Our work reaffirms previous finding that only streptomycete adpA genes are associated with the rare TTA codon; nevertheless, a few TTA-free adpA sequences from Streptomyces were revealed. Although previously implicitly assumed (Chater and Chandra 2008; Chandra and Chater 2014), our data revealed no evidence of strong selection for TTA codon in adpA. The TTA-containing genes in streptomycetes are characterized by an extreme positional bias of TTA codon towards the start of genes (Zaburannyy et al. 2009). This is speculated to decrease the energy waste that is proportional to the number of codons that will be translated until the UUA is encountered (Fuglsang 2005). In Streptomyces adpA genes TTA is usually located in the middle of coding sequences, clearly violating the above-mentioned rule. However, such a TTA codon placement is easier to understand if two-domain AdpA arose from gene fusion; in this case TTA would be at the beginning of AraC-encoding gene. Although aforementioned explanation looks theoretically plausible, it is not supported by available evidence. First, there are no separate GATase-1 or AraC-encoding genes across actinobacteria carrying TTA at C- or N-termini, respectively; second, we have found several streptomycete TTA-free adpA as well as several adpA carrying TTA outside of linker sequence; third, there are no signs of positive selection on codon position where TTA is usually located. It is therefore likely that TTA emerged in adpA after two-domain-encoding sequence has been formed, although evolutionary and functional reasons behind this codon remain obscure.

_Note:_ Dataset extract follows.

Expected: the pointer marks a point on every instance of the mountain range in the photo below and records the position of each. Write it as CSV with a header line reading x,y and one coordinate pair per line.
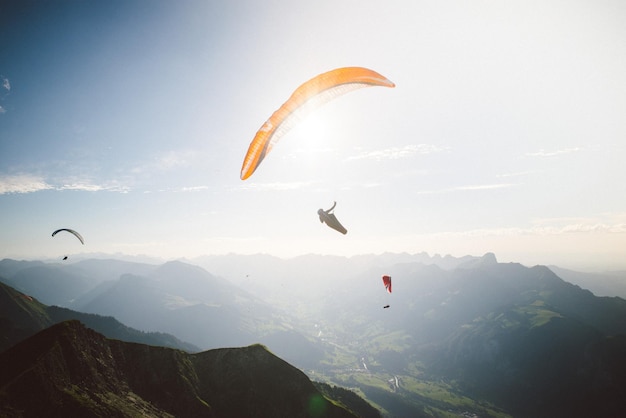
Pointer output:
x,y
70,370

The gene fusion scenario of AdpA evolution is supported by the presence of the adjacent GATase-1 and AraC-encoding genes (adpA paralogues) in actinomycete genomes and heterologous complementation of adpA mutant S. coelicolor M851 with AraC domains derived from native and several heterologous AdpA-encoding genes. In the latter experiment we tested the ability of the isolated AraC domain to complement the most obvious defect of adpA sc mutant, e.g., its inability to erect aerial hyphae. The AdpA is proposed to bind its operator sequences in either monovalent or bivalent mode, namely either one or two AraC domains of the AdpA dimer contact the operators (Yamazaki et al. 2004). Hence a separate AraC domain of AdpA would still be able to function in a monovalent fashion; only targets requiring bivalent AdpA binding will be affected. At present we assume that GATase-1 domain is not absolutely required for AdpA to control morphogenesis. Notably, none of the adpA-/adpA_dbd-expressing constructs fully complemented the loss of an actinorhodin production by the S. coelicolor ∆adpA (M851) strain. Although reasons for that can be different for different genes, we observed that vector-expressed cumate repressor CymR affected actinorhodin biosynthesis. Also, recent report (Xu et al. 2017) showed that full-length AdpA could interfere with antibiotic production. It will be of interest to examine the effect of AraC domain on the other traits known to be influenced by the full-length AdpA (Higo et al. 2012). This should deepen the understanding of the dimerization domain in an overall function of AdpA proteins, which, in turn, will further illuminate the evolutionary trajectory of this fascinating family of regulators.